Nucleotide-binding oligomerization domain (NOD)-like receptors (NLRs) are a group of cytoplasmic sensors that survey danger signals released by invading pathogens or damaged tissue. Mutations in the NLRP subfamily affect pro-inflammatory mediators and cause nonspecific systemic symptoms.

Aims

We sought to identify a potential genetic etiology of an inflammatory syndrome in a patient that presented with an atypical multisystem illness with carcinoid syndrome as well as atopic and autoimmune features.

Methods

Exome sequencing was performed using the Agilent SureSelect Clinical Research Exome XT kit on an Illumina HiSeq 2500. Longitudinal monitoring of pro-inflammatory cytokines was performed.

Results

We identified a novel variant (heterozygous c.536C > T [p.Thr179Ile]) in the NLRP12 gene in a 63-year-old woman and her daughter, who presented with an unusual clinical syndrome that differs from autoinflammatory disorders previously reported in association with the NLRP subfamily gene mutations.

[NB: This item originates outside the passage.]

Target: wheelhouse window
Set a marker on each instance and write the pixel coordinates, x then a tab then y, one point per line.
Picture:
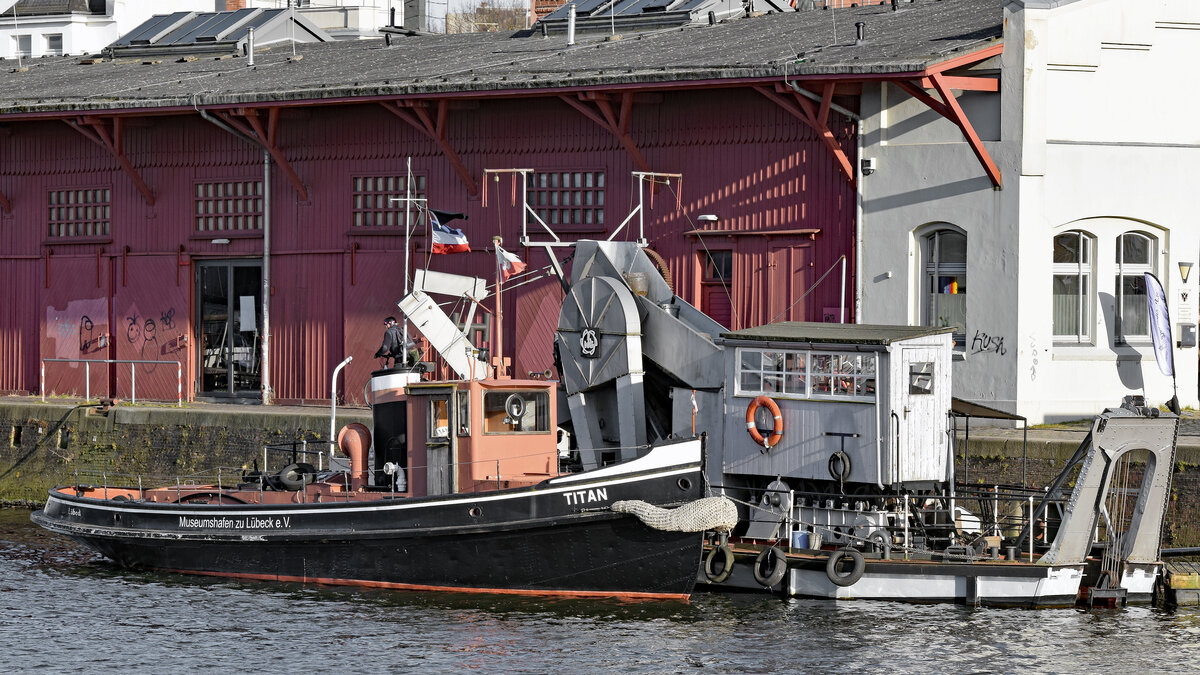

This NLRP12 variant was predicted to be pathogenic by functional analysis through Hidden Markov Models (FATHMM). Both the mother and the daughter had episodes of abdominal pain, fever, diarrhea, skin rash, hypothyroidism, and elevated urine 5-hydroxyindoleacetic acid (5-HIAA) levels. The proband also had elevated serum levels of pro-inflammatory (IL-1β, IL-6, IL-12, and TNF-α), Th1 (IL-2, IFN-γ), and Th2 (IL-4, IL-5, IL-13) cytokines, but not of Th17 (IL-17) and IL-10.

Conclusion

This report adds to the expanding spectrum of clinical manifestations attributed to the NLRP subfamily gene variants and suggests a role of NLRP12 in the regulation of multiple cytokines.